WARSAW, Poland (AP) — The last piano on which Frederic Chopin played and composed in Paris is being renovated by a U.S. expert who is giving it back its original mid-19th century characteristics.

Paul McNulty is spending days at the Frederic Chopin Museum in Warsaw filling in some cracks in the soundboard and putting in wire strings like the ones used by Paris piano manufacturer Camille Pleyel — Chopin’s favorite — in 1848.

“We’re very, very close to the character and the identity of this instrument when we put the correct strings on, everything else being in very good condition,” McNulty told The Associated Press on Thursday.

Pleyel made the instrument, with serial number 14810, available to Chopin, already seriously ailing at the time, in the fall of 1848. After Chopin’s death in October 1849, the piano was bought by his Scottish student and friend, Jane Stirling, who then offered it to Chopin’s eldest sister, Ludwika Jedrzejewiczowa.

The piano arrived in Warsaw in 1850 — it still bears the red customs seal of Russia that ruled Warsaw at the time. It survived two world wars, including the destruction of the 1944 Warsaw Rising.

Given the provenance and the good condition of the instrument, McNulty said it is “priceless.”

Texas-born McNulty says this is the “best preserved Pleyel piano in the world,” despite having quite a dramatic history. It was played, but treated well by Chopin’s family and was not used for concert performances, also because of a failed renovation attempt.

It had most of its iron wire strings changed for much stronger and tighter modern ones during renovation in the late 1950s that destroyed its tone and put strain on the whole structure.

McNulty and museum authorities believe the current work will bring it as close as possible to the sound that Chopin heard.

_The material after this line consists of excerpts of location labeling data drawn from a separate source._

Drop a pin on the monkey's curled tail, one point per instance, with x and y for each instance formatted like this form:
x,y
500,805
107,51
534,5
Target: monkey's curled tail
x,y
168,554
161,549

“We hope it will sing for us again,” said Aleksander Laskowski, spokesman for The Frederic Chopin Institute that houses the museum.

“So an opportunity to hear the sound of Chopin’s piano as he heard it when he composed is quite likely,” Laskowski said.

McNulty, who has restored and built replicas of hundreds of historical pianos in the past 35 years , says the new sound “will be within the confines, the expectations of the builder.”

The instrument will serve as a resource for research and maybe as a model for a replica, but is not intended for performances.

Among the copies McNulty has made is the 1749 Silberman piano that Johann Sebastian Bach improvised on.

Chopin, Poland’s best known and beloved classical music composer and pianist, was born in 1810 in Zelazowa Wola near Warsaw to a Polish mother and a French father. He left Poland at 19 to broaden his musical education in Vienna and then in Paris, where he settled, composing, giving concerts and teaching the piano.

He died on Oct. 17, 1849, in Paris and is buried at the Pere Lachaise cemetery. His sister Ludwika brought his heart to Warsaw where it is in one of the pillars at the Holy Cross Church.